Like sitting in waiting rooms while your older sibling is off having fun.
Poor Reagan is my waiting kid.
Madison is what I call my Renaissance Preschooler. She wants to try absolutely everything. This fall she is doing dance, gymnastics, science class, cooking, and library storytime (among others). All of these programs are drop off classes for preschool aged kids.
Drop off classes are awesome in many ways. If Madison getting dropped off left me alone for the duration of the class, I would love them even more. The issue I have is that although I'm dropping one kid off, I still have a two year old hanging out with me.
Reagan has spent approximately 700 hours of her young life killing time, waiting for her sister to finish underwater basket weaving, or polo for preschoolers, or whatever it is that Madison is doing.
Seven hundred hours.
Reagan obviously comes with us when we drop Madison off. She tries to run in with the class about half the time, because whatever Madison is doing looks like fun, but usually she will say goodbye and wave as Madison disappears into her class. When she was a baby, she used to sit contentedly in her carrier or on a blanket. And then she started moving.
Then comes the really hard part. What do you do with the wait when you have a toddler who doesn't idle well?
Reagan doesn't idle well. Trust me. The child needs to be involved in something, or sleeping. There is no middle ground.
I have determined, through many, many dropoff classes, that the absolute worst length for a drop off class is forty-five minutes. It doesn't make sense to go home, and it's not enough time to run any real errands. It would be nice if it was just me, sitting with my Kindle or a magazine. But for my waiting kid, it's just too long.
Anything an hour or more means we get our butts out of there and run errands. There is no way we're staying for a two hour dance class or a ninety minute cooking class. We find stuff to do. Last year dance was an hour, and we tried to stay in the waiting room, but despite all my best efforts, it was a disaster. If it's an hour class, we are out of the there.
Anything a half hour or under can be dealt with. We bring the iPad, which has plenty of activities that don't require WiFi. I bring a special "treat" that is only for waiting rooms and that Madison doesn't get. The "Madison doesn't get this" is key for enjoyment. It's apparently no fun to enjoy a fun sized bag of m&ms if your sister is going to get one when she's finished.
Each girl has her own busy bag that we bring to restaurants, doctor's appointments where we'll spend time waiting in a completely uninteresting exam room, and for time killing.

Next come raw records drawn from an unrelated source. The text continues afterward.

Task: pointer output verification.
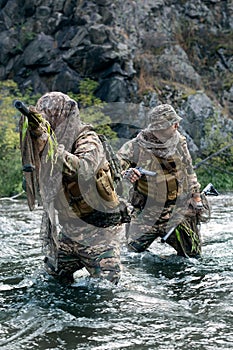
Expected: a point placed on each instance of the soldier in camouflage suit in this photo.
(169, 201)
(81, 224)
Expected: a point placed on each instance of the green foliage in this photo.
(218, 168)
(91, 111)
(10, 158)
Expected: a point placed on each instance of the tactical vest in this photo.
(101, 195)
(169, 181)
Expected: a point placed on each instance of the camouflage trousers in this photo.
(149, 224)
(101, 262)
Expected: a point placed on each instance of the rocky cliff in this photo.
(142, 52)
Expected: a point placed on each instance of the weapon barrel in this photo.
(22, 108)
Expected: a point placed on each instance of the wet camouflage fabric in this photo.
(154, 213)
(86, 239)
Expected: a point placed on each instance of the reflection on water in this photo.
(162, 302)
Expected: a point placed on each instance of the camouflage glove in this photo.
(196, 201)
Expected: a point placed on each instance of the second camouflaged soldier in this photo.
(170, 201)
(81, 225)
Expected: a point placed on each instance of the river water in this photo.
(163, 302)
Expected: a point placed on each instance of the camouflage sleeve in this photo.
(86, 158)
(194, 185)
(126, 155)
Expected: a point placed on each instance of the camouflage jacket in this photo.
(175, 175)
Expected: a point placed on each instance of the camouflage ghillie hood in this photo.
(63, 115)
(160, 118)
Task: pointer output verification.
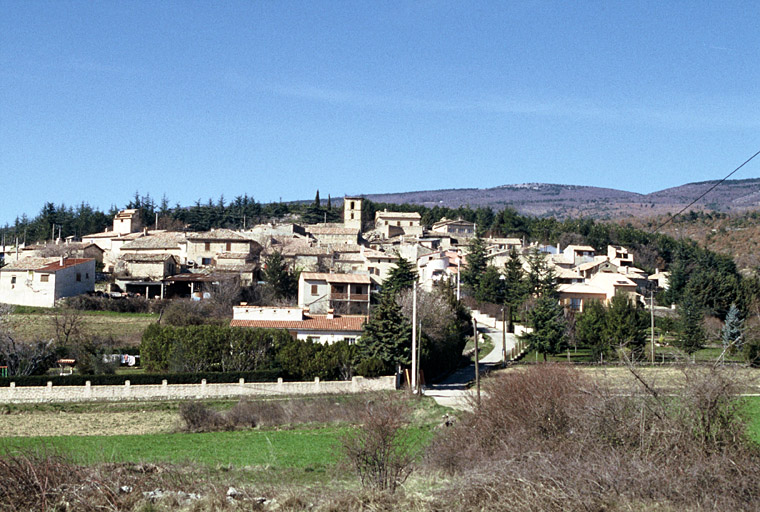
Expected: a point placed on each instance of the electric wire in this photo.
(704, 194)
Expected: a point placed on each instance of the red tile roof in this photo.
(67, 263)
(352, 323)
(44, 264)
(336, 278)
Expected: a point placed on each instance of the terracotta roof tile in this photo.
(351, 323)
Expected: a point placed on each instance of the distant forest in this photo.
(713, 278)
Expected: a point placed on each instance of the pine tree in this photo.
(491, 286)
(281, 281)
(590, 329)
(625, 324)
(691, 336)
(733, 329)
(515, 287)
(387, 336)
(549, 335)
(477, 262)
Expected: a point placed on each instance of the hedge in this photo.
(142, 378)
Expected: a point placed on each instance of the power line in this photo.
(704, 194)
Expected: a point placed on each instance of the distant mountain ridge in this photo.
(546, 199)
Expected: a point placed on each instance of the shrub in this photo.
(142, 378)
(380, 450)
(587, 447)
(198, 417)
(371, 368)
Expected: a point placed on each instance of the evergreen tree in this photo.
(733, 329)
(590, 329)
(537, 268)
(387, 335)
(477, 262)
(491, 286)
(401, 276)
(691, 336)
(625, 324)
(515, 287)
(282, 282)
(549, 335)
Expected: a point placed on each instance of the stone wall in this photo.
(164, 391)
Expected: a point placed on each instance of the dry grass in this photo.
(31, 424)
(550, 438)
(125, 330)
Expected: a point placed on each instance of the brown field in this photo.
(124, 329)
(32, 424)
(619, 377)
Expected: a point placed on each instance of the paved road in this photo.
(453, 390)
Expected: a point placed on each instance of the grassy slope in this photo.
(125, 328)
(753, 413)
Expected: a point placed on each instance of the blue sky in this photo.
(277, 99)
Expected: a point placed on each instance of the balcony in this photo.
(353, 297)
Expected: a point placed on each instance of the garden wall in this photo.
(165, 391)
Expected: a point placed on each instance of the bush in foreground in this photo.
(546, 438)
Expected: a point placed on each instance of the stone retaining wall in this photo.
(165, 391)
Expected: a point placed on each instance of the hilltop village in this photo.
(340, 266)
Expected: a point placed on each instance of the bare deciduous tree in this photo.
(433, 310)
(22, 357)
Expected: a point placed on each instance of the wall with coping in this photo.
(164, 391)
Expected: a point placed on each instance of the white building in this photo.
(42, 281)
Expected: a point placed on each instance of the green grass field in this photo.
(304, 447)
(752, 410)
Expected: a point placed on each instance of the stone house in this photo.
(325, 329)
(42, 281)
(321, 292)
(204, 248)
(391, 224)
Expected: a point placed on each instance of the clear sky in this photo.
(277, 99)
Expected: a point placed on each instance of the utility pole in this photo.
(477, 367)
(651, 316)
(459, 272)
(419, 357)
(414, 338)
(503, 337)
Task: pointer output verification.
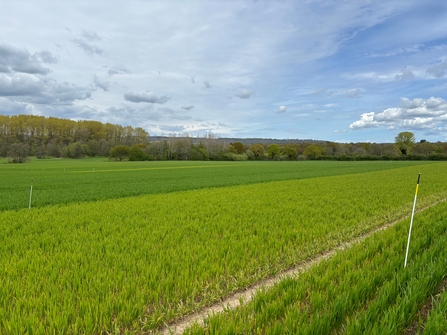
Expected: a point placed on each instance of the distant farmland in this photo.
(111, 247)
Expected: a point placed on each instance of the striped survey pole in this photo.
(30, 194)
(411, 221)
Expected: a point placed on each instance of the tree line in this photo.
(29, 135)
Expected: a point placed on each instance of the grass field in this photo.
(63, 181)
(92, 257)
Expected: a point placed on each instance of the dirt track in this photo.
(234, 300)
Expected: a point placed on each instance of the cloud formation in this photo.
(244, 94)
(438, 70)
(117, 69)
(20, 60)
(414, 114)
(406, 74)
(145, 96)
(281, 109)
(100, 84)
(89, 48)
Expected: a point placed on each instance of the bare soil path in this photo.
(245, 295)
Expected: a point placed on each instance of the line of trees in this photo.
(29, 135)
(23, 135)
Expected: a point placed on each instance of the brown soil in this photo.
(421, 318)
(245, 295)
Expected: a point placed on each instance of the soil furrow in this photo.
(245, 295)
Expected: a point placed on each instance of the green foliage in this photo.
(136, 153)
(18, 153)
(119, 152)
(237, 148)
(312, 152)
(258, 151)
(59, 181)
(405, 141)
(133, 264)
(273, 151)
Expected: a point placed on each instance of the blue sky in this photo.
(345, 71)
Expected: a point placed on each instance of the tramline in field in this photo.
(133, 264)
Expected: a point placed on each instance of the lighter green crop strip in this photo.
(359, 291)
(136, 263)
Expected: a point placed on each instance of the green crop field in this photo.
(364, 290)
(126, 247)
(62, 181)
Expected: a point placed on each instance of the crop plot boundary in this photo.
(245, 295)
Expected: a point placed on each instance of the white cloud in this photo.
(406, 74)
(145, 96)
(413, 114)
(13, 59)
(117, 69)
(281, 109)
(100, 84)
(438, 70)
(244, 94)
(89, 48)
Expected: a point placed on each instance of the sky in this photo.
(342, 71)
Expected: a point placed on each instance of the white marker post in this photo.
(411, 222)
(30, 195)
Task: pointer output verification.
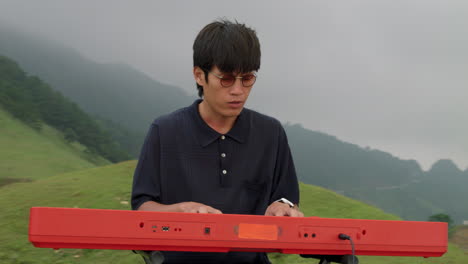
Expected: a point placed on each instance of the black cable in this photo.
(346, 237)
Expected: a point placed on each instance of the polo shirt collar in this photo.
(206, 135)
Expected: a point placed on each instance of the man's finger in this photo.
(212, 210)
(202, 210)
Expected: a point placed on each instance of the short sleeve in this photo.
(285, 183)
(146, 180)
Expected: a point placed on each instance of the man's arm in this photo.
(285, 184)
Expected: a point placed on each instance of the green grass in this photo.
(109, 188)
(27, 154)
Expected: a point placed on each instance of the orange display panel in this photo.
(140, 230)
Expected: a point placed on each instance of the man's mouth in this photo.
(235, 104)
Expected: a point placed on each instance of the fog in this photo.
(390, 75)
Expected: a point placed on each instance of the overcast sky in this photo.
(391, 75)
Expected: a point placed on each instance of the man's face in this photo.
(223, 101)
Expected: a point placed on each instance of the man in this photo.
(216, 156)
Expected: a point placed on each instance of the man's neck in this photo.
(220, 124)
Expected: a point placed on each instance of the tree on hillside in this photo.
(441, 218)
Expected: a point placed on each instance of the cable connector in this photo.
(344, 237)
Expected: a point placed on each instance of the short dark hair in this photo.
(231, 46)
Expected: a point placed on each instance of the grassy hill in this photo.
(28, 154)
(108, 187)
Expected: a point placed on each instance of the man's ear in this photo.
(199, 75)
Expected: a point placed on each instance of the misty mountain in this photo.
(122, 95)
(114, 92)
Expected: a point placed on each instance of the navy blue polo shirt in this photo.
(241, 172)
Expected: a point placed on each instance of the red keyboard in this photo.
(139, 230)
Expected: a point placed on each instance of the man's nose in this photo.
(237, 87)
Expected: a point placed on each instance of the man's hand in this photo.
(193, 207)
(282, 209)
(184, 207)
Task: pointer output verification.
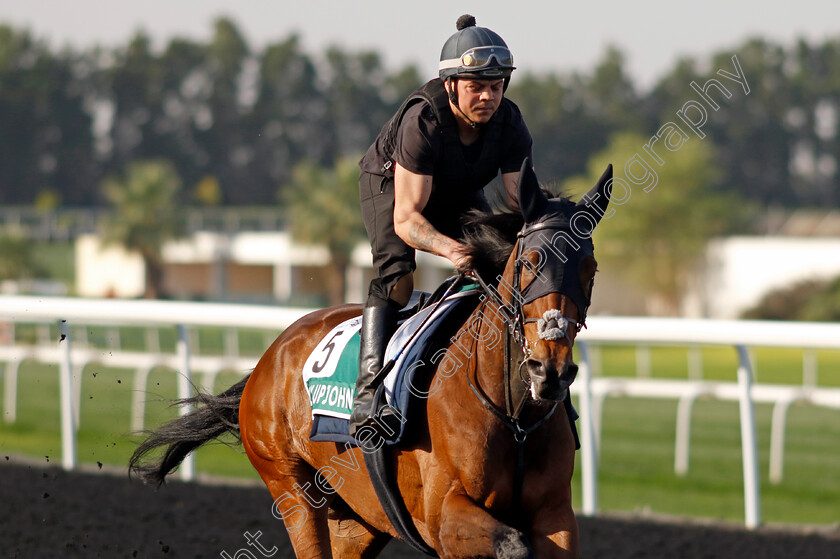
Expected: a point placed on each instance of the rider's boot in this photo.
(379, 322)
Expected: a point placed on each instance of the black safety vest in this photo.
(453, 176)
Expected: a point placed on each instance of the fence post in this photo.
(749, 447)
(187, 469)
(10, 388)
(589, 455)
(777, 439)
(68, 416)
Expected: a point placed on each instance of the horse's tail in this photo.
(214, 416)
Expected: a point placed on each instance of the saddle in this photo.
(330, 370)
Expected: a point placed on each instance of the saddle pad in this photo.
(330, 370)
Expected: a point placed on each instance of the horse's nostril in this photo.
(535, 368)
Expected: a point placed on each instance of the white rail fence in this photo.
(643, 332)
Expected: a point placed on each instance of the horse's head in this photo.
(552, 269)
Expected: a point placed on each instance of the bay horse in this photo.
(487, 472)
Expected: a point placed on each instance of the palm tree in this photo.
(323, 205)
(145, 218)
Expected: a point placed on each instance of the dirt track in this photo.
(48, 513)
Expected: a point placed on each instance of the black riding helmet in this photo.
(475, 53)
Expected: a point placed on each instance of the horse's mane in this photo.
(489, 240)
(490, 237)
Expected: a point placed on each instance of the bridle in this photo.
(552, 326)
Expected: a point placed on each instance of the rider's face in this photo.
(479, 99)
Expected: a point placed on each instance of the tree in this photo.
(323, 206)
(145, 203)
(17, 258)
(656, 230)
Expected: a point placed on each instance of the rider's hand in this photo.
(461, 260)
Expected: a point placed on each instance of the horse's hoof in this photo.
(510, 543)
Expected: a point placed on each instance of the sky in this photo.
(547, 35)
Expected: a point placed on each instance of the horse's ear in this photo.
(595, 201)
(532, 201)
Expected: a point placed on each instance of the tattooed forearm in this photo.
(423, 236)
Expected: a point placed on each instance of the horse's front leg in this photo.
(467, 530)
(554, 533)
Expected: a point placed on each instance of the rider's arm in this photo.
(511, 182)
(411, 194)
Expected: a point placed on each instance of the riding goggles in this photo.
(478, 58)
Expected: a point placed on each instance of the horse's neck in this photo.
(483, 339)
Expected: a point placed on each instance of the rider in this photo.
(424, 171)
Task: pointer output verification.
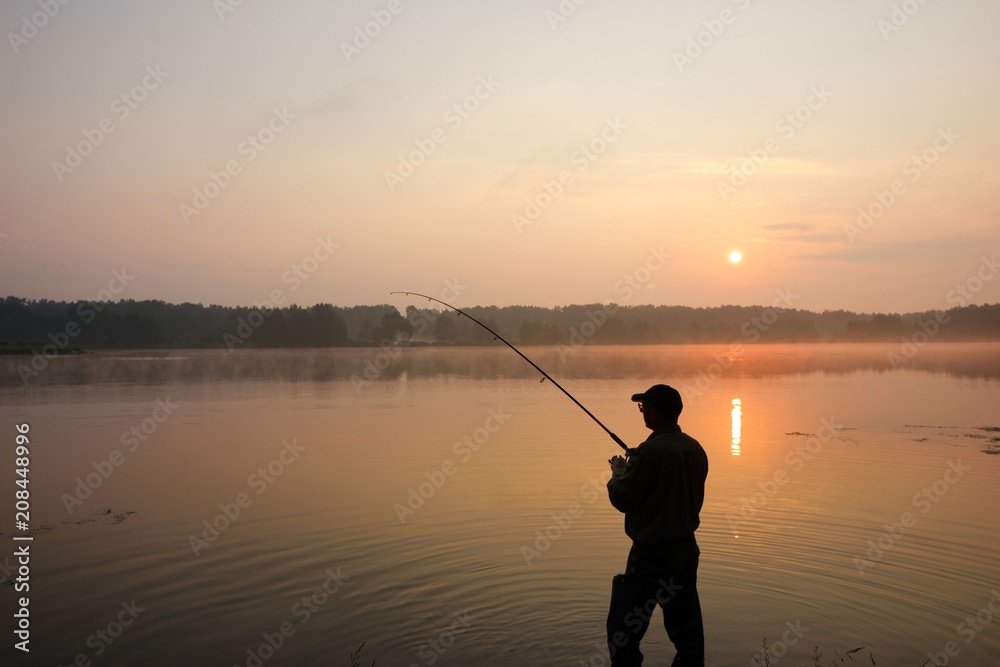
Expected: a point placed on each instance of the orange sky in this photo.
(502, 153)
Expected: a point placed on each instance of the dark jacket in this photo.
(662, 489)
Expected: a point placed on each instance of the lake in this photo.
(445, 507)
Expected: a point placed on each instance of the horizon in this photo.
(402, 310)
(639, 154)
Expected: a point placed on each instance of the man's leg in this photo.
(632, 603)
(682, 612)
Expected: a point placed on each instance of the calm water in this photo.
(505, 553)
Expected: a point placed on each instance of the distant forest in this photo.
(86, 325)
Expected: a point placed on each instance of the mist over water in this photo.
(451, 508)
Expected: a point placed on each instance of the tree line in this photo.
(83, 325)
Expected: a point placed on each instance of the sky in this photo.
(502, 153)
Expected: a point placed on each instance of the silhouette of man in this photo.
(660, 488)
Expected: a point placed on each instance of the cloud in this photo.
(797, 232)
(928, 250)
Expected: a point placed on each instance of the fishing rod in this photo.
(548, 377)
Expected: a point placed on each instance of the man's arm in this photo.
(627, 486)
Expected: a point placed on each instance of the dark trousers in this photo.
(663, 575)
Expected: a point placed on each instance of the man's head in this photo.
(660, 405)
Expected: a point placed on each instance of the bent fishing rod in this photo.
(548, 377)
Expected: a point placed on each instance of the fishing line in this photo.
(548, 377)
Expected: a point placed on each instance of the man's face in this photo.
(648, 415)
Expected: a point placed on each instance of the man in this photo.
(660, 487)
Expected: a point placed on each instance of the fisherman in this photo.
(660, 487)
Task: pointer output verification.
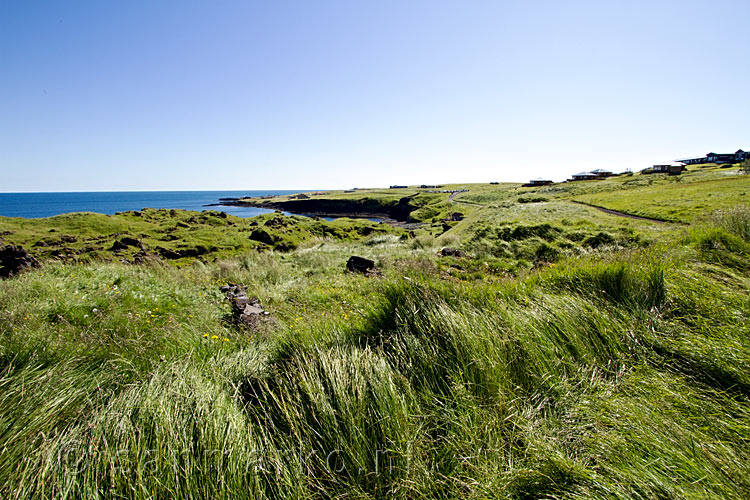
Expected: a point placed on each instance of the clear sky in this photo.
(152, 95)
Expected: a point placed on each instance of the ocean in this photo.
(35, 205)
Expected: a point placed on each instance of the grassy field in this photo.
(569, 353)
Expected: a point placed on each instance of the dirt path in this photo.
(623, 214)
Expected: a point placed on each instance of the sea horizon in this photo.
(33, 205)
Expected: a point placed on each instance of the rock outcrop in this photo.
(361, 265)
(14, 259)
(246, 311)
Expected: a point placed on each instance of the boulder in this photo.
(14, 259)
(246, 311)
(451, 252)
(125, 242)
(360, 265)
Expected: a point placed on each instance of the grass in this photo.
(612, 363)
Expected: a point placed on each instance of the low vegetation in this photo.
(562, 353)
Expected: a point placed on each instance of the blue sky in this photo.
(145, 95)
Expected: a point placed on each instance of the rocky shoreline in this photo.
(307, 208)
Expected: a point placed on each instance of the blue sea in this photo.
(34, 205)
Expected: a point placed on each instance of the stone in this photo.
(451, 252)
(246, 311)
(14, 259)
(125, 242)
(360, 265)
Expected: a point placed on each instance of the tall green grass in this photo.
(621, 376)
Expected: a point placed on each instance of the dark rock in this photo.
(139, 258)
(14, 259)
(168, 253)
(125, 242)
(360, 265)
(276, 222)
(196, 251)
(246, 311)
(263, 236)
(451, 252)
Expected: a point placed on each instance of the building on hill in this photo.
(600, 173)
(670, 168)
(537, 182)
(718, 158)
(584, 176)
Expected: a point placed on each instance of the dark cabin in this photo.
(537, 182)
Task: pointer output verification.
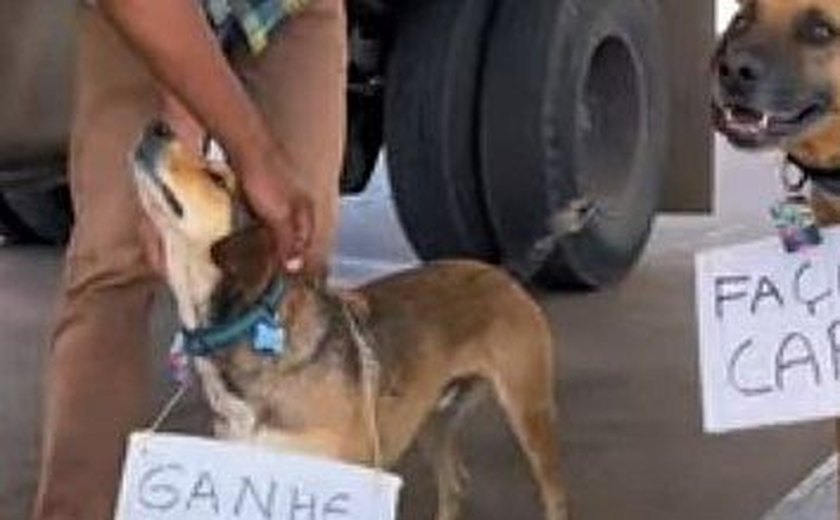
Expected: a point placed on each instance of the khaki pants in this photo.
(99, 374)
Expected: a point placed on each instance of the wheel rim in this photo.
(610, 118)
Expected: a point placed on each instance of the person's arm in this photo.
(176, 42)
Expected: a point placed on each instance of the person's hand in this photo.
(281, 205)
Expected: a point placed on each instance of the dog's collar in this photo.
(259, 326)
(825, 179)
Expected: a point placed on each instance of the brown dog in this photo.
(364, 374)
(777, 85)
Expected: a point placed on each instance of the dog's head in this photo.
(777, 73)
(192, 201)
(183, 194)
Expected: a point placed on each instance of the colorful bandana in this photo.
(252, 20)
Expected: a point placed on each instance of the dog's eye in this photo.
(217, 179)
(740, 23)
(816, 30)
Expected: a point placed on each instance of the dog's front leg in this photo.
(234, 418)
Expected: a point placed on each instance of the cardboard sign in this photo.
(769, 333)
(173, 477)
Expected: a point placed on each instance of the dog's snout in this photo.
(741, 72)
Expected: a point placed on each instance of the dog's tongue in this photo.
(746, 116)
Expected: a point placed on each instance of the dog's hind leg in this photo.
(528, 404)
(440, 446)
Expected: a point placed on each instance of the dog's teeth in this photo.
(727, 113)
(765, 122)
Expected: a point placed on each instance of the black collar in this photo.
(825, 179)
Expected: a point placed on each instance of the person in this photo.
(276, 104)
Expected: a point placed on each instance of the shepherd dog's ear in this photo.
(248, 263)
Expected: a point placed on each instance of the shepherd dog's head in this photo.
(777, 77)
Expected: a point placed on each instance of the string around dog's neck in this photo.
(826, 180)
(259, 326)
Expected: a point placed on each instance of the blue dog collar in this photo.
(260, 327)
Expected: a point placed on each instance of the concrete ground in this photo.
(627, 393)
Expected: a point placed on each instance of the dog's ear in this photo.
(247, 261)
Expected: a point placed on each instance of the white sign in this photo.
(173, 477)
(769, 333)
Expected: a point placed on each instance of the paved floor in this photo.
(628, 386)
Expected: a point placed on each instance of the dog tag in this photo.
(795, 222)
(269, 338)
(179, 361)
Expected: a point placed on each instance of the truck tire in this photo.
(431, 127)
(573, 110)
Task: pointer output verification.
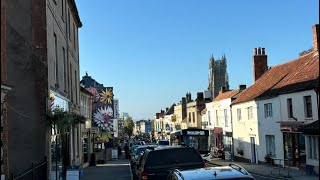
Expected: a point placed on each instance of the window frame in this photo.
(290, 108)
(268, 110)
(307, 105)
(239, 114)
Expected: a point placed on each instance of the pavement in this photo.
(116, 169)
(263, 170)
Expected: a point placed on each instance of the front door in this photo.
(253, 150)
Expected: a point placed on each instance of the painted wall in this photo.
(269, 126)
(245, 128)
(298, 106)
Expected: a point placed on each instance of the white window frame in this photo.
(306, 107)
(268, 110)
(250, 112)
(225, 113)
(239, 114)
(270, 145)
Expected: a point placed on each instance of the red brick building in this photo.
(4, 89)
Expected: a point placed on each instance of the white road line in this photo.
(265, 177)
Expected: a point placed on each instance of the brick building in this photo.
(218, 76)
(42, 59)
(4, 89)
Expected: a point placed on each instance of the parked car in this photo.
(233, 171)
(163, 143)
(158, 164)
(138, 150)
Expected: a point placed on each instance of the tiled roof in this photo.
(312, 128)
(226, 95)
(301, 73)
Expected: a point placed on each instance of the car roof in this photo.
(210, 173)
(171, 147)
(145, 146)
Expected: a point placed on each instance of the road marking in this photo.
(265, 177)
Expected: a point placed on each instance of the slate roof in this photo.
(296, 75)
(312, 128)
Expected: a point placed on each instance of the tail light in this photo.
(144, 175)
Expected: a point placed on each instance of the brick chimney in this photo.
(242, 87)
(222, 90)
(200, 96)
(260, 63)
(315, 31)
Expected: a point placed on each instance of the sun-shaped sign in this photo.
(106, 96)
(103, 118)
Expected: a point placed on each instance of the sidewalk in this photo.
(117, 169)
(265, 170)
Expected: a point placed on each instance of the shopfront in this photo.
(57, 150)
(294, 144)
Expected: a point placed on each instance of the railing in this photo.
(37, 171)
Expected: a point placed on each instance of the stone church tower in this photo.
(218, 76)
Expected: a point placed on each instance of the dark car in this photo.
(233, 171)
(158, 164)
(138, 150)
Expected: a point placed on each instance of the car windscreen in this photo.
(140, 150)
(173, 156)
(163, 143)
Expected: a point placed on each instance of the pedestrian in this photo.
(119, 150)
(126, 150)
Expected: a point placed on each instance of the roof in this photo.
(299, 74)
(312, 128)
(226, 95)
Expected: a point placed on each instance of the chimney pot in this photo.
(242, 87)
(259, 51)
(260, 64)
(222, 90)
(315, 31)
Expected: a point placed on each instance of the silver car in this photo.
(233, 171)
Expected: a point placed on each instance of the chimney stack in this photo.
(200, 96)
(222, 90)
(315, 31)
(260, 63)
(242, 87)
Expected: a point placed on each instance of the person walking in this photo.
(119, 151)
(126, 150)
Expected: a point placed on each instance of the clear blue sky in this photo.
(154, 51)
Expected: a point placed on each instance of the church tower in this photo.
(218, 76)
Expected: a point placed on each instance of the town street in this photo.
(115, 170)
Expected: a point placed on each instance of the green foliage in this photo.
(64, 120)
(128, 126)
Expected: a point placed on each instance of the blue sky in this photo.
(155, 51)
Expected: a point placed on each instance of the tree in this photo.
(128, 126)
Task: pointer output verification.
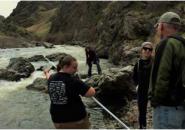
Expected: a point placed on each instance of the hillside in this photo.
(112, 27)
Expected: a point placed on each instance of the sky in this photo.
(7, 6)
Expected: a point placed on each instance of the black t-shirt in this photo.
(66, 104)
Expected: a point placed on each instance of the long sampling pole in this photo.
(100, 104)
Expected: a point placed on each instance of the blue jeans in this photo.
(165, 117)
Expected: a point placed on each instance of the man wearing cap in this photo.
(166, 90)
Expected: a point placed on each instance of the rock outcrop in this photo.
(115, 86)
(18, 68)
(39, 84)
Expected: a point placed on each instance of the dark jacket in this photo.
(91, 57)
(165, 90)
(141, 76)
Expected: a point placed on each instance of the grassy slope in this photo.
(42, 26)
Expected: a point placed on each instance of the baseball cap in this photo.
(146, 43)
(171, 18)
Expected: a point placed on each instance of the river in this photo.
(25, 109)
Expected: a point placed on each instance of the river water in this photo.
(25, 109)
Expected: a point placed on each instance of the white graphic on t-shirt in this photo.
(57, 90)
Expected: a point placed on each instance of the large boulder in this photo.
(56, 56)
(21, 67)
(39, 84)
(10, 75)
(47, 45)
(114, 86)
(36, 58)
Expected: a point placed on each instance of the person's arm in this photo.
(46, 73)
(135, 74)
(83, 89)
(91, 92)
(163, 72)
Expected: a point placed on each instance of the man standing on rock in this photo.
(141, 77)
(92, 58)
(166, 83)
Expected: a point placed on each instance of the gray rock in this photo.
(47, 45)
(39, 84)
(21, 65)
(114, 86)
(11, 75)
(56, 56)
(36, 58)
(18, 68)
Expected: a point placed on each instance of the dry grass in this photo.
(42, 26)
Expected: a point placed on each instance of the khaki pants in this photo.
(82, 124)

I make sure to switch out Reagan's stuff frequently because she uses hers much more than Madison. Right now it's loaded with coloring pages, stickers, an iSpy book and a "magic" marker and book.
Sometimes all Reagan wants to do is "take a walk", and sometimes we can make that happen. Dance is located about five minutes from a beautiful walking trail. Unless it's raining or freezing cold, we can walk without issue. Gymnastics is located in a warehouse park next to the train tracks. Unless we're taking a walk in an industrial parking lot, it probably isn't happening.
And if all else fails, I can throw a show on the car DVD player and idle for a few minutes before I feel like I'm wasting gas and/or killing my battery.
But forty five minutes? That's the killer.
That rundown of activities seems to completely time out at about thirty ONE minutes. So minutes thirty-two through forty-five are a high stress battle of "don't touch that" and "you can't climb over people" and "ok, we're almost done!" and "no, now it's too late to take a walk/start a movie". Forty-five minutes is when Reagan's little body just can't sit nicely in an office chair anymore, no matter what is lurking in her busy bag. And forty-five minutes isn't long enough to leave and run an errand. Trust me. I've tried.
But the beauty of toddler time is that every stage, no matter how endless it seems when you are in it, is fleeting. It won't be long before Reagan is getting dropped off at activities of her own. It won't be long before she's content to amuse herself with the iPad and I'm arguing with her to turn it off after forty-five minutes. Her attention span will get longer, her waiting time will get shorter.
And I'll be the one smiling contentedly with the magazine.